Lu Qiang, Yang Qi, Zhao Jinbo, Li Guizhen, Zhang JiPeng, Jia Chenghui, Wan Yi, Chen Yan
Department of Thoracic Surgery, Tangdu Hospital, Air Force Medical University, 569 Xinsi Road, Xi'an, 710038, China.
Precision Pharmacy & Drug Development Center, Department of Pharmacy, Tangdu Hospital, Fourth Military Medical University, Xi'an, 710038, China.
Heliyon. 2024 Jul 29;10(15):e35235. doi: 10.1016/j.heliyon.2024.e35235. eCollection 2024 Aug 15.
Esophageal cancer is increasingly recognized as a significant global malignancy. The main pathological subtype of this cancer is esophageal squamous cell carcinoma (ESCC), which displays a higher degree of malignancy and a poorer prognosis. Reactive oxygen species (ROS) play a critical role in modulating the immune response to tumors, and understanding the regulation of ROS in ESCC could lead to novel and improved therapeutic strategies for ESCC patients.
A consensus matrix derived from genes involved in the ROS pathway revealed two subtypes of ROS. These subtypes were categorized as ROS-active or ROS-suppressive based on their level of ROS activity. The heterogeneity among the different ROS subtypes was then explored from various perspectives, including gene function, immune response, genomic stability, and immunotherapy. In order to assess the prognosis and the potential benefits of immunotherapy, a ROS activity score (RAS) was developed using the identified ROS subtypes. In vitro experiments were performed to confirm the impact of core RAS genes on the proliferative activity of esophageal cancer cell lines.
Two distinctive subtypes of ROS were identified. The first subtype, referred to as ROS-active, exhibited elevated ROS activity, enhanced involvement in cancer-associated immune pathways, and increased infiltration of effector immune cells. The second subtype, named ROS-suppressive, demonstrated weaker ROS activity but displayed more pronounced dysregulation in the cell cycle and a denser extracellular matrix, indicating malignant characteristics. Genomic stability, particularly in terms of copy number variation (CNV) events, differed between the two ROS subtypes. By developing a RAS model, reliable risk assessment for overall survival (OS) in patients with ESCC was achieved, and the model demonstrated strong predictive capabilities in real-world immunotherapy cohorts. Moreover, the core gene LDLRAD1 within the RAS model was found to enhance proliferative activity in esophageal cancer cell lines.
Based on the ROS pathway, we successfully identified two distinct subtypes in ESCC: the ROS-active subtype and the ROS-suppressive subtype. These subtypes were utilized to evaluate prognosis and the sensitivity to immunotherapy.
食管癌日益被视为一种重要的全球恶性肿瘤。这种癌症的主要病理亚型是食管鳞状细胞癌(ESCC),其恶性程度较高,预后较差。活性氧(ROS)在调节对肿瘤的免疫反应中起关键作用,了解ESCC中ROS的调控机制可能为ESCC患者带来新的、更好的治疗策略。

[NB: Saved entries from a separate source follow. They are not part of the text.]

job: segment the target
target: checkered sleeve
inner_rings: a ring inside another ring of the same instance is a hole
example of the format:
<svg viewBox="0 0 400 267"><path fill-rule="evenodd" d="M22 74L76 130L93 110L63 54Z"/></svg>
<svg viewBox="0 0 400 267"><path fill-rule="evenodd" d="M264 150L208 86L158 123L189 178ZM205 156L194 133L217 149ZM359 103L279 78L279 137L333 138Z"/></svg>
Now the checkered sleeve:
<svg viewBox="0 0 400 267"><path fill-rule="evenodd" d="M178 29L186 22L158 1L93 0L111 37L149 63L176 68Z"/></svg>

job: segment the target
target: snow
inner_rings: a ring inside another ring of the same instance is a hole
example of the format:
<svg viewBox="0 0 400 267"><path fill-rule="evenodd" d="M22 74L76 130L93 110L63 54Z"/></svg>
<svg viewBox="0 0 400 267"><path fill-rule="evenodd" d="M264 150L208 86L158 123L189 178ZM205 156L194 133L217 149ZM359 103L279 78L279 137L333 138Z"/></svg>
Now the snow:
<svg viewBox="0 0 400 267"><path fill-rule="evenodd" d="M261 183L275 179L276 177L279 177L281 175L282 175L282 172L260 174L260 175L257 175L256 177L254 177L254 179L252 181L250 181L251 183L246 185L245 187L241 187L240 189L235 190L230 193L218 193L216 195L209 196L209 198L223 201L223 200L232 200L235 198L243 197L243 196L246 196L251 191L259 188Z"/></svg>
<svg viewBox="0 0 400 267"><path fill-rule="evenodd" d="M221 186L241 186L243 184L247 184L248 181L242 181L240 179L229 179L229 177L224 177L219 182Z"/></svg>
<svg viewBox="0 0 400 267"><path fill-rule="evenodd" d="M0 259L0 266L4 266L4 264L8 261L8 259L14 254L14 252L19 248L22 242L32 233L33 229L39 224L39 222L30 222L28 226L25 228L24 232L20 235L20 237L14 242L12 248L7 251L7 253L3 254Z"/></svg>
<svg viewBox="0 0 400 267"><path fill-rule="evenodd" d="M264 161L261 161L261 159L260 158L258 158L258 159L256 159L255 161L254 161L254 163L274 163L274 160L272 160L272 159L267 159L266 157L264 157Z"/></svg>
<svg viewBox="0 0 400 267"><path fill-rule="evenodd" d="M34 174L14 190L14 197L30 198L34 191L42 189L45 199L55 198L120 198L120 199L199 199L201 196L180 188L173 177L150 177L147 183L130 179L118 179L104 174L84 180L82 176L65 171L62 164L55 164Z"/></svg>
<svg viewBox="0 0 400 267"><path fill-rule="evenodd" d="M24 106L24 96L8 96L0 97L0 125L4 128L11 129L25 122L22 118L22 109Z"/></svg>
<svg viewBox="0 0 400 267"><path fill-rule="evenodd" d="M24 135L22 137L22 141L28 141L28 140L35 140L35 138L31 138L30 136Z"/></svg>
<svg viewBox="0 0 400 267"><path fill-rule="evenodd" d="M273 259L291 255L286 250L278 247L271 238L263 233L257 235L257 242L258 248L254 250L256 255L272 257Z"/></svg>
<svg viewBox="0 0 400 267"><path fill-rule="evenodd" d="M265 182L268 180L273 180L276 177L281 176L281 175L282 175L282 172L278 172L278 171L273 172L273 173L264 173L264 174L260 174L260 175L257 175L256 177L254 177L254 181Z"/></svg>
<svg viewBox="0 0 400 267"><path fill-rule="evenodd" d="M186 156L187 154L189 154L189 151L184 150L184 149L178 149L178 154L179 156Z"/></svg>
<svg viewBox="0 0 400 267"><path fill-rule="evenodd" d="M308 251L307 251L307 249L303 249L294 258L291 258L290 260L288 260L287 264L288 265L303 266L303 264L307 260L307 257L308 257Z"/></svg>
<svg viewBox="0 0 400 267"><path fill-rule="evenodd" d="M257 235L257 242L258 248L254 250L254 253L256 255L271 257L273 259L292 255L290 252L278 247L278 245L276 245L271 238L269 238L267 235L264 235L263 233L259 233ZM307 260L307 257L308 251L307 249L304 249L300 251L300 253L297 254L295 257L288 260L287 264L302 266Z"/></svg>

从参与ROS途径的基因得出的共识矩阵揭示了ROS的两种亚型。根据其ROS活性水平,这些亚型被分类为ROS活性型或ROS抑制型。然后从基因功能、免疫反应、基因组稳定性和免疫治疗等多个角度探讨了不同ROS亚型之间的异质性。为了评估免疫治疗的预后和潜在益处,利用鉴定出的ROS亚型开发了ROS活性评分(RAS)。进行体外实验以确认核心RAS基因对食管癌细胞系增殖活性的影响。
鉴定出两种不同的ROS亚型。第一种亚型称为ROS活性型,表现出升高的ROS活性,更多地参与癌症相关免疫途径,以及效应免疫细胞浸润增加。第二种亚型称为ROS抑制型,表现出较弱的ROS活性,但在细胞周期中显示出更明显的失调和更致密的细胞外基质,表明具有恶性特征。两种ROS亚型在基因组稳定性方面存在差异,特别是在拷贝数变异(CNV)事件方面。通过开发RAS模型,实现了对ESCC患者总生存期(OS)的可靠风险评估,并且该模型在真实世界的免疫治疗队列中显示出强大的预测能力。此外,发现RAS模型中的核心基因LDLRAD1可增强食管癌细胞系的增殖活性。
基于ROS途径,我们成功在ESCC中鉴定出两种不同的亚型:ROS活性型亚型和ROS抑制型亚型。这些亚型被用于评估预后和对免疫治疗的敏感性。